We’re going to implement a helper method here called Paginate
, which takes a root URL, plus the index
of the current page, the count
of items on each page, and the total
number of items in the data store, and returns a dynamic
object containing our hypermedia links:
private dynamic Paginate(string url, int index, int count, int total) {
dynamic links = new ExpandoObject();
links.self = new { href = url };
links.final = new { href = $"{url}?index={total - (total % count)}&count={count}" };
links.first = new { href = $"{url}?index=0&count={count}" };
if (index > 0) links.previous = new { href = $"{url}?index={index - count}&count={count}" };
if (index + count < total) links.next = new { href = $"{url}?index={index + count}&count={count}" };
return links;
}
Now we can use our helper method to add the _links
collection to our hypermedia response:
[HttpGet]
[Produces("application/hal+json")]
public IActionResult Get(int index = 0, int count = 10) {
var items = db.ListVehicles().Skip(index).Take(count);
var total = db.CountVehicles();
var _links = Paginate("/api/vehicles", index, count, total);
var result = new { _links, index, count, total, items };
return Ok(result);
}
Exercise: Implementing HATEAOS
In the worked examples above, we added paging to our API using hypermedia links, based on arbitrary page indexes and counts.
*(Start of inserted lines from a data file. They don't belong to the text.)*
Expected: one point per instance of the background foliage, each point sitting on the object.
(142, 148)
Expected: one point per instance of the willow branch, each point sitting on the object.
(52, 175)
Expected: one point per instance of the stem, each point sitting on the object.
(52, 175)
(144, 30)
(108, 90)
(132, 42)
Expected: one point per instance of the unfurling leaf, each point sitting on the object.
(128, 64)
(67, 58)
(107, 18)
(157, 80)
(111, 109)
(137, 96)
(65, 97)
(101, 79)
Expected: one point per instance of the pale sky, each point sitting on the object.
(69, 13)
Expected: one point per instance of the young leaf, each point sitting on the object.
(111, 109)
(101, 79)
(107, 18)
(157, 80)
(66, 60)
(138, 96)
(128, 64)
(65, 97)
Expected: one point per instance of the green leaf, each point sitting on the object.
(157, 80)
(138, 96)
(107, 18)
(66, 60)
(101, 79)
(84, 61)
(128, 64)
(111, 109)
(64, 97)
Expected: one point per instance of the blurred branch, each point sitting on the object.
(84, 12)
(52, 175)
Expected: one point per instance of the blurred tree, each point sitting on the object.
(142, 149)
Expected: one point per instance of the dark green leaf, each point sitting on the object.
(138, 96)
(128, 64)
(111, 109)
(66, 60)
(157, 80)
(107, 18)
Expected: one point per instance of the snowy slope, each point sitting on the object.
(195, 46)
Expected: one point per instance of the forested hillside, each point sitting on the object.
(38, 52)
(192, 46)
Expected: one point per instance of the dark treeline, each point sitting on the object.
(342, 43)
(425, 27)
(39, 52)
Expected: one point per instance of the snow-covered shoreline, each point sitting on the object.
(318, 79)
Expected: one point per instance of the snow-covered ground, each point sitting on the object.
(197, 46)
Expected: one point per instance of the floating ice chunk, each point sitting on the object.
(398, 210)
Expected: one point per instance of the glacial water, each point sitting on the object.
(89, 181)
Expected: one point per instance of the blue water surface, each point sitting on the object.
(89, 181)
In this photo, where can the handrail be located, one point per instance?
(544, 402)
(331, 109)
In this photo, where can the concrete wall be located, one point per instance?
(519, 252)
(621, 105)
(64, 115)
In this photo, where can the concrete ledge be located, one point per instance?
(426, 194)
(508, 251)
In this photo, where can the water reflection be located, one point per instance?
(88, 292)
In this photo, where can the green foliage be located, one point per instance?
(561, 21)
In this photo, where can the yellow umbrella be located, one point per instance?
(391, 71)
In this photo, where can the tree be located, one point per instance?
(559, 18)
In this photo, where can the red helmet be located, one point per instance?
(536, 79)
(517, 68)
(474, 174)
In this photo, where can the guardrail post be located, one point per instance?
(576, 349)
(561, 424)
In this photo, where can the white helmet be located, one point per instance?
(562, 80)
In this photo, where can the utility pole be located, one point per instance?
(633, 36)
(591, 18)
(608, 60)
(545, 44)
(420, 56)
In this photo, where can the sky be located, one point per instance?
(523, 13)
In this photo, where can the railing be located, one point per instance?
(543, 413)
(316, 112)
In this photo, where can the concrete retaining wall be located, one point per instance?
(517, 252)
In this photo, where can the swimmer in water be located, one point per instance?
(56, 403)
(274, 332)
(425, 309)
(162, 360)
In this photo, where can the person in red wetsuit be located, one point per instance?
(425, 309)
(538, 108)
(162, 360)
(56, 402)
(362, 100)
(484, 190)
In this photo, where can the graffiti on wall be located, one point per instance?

Replace this with a different pagination system based on the first character of the vehicle license plate. You’ll need to make some decisions about how to implement your paging solution:
- What should page “zero” be?
- If there are no vehicles matching a particularly character, should you return an empty page?
Remember that you should not modify any of the link names or structure exposed by your API; these links form part of your implied contract with your API clients and consumers and you don’t want to break those.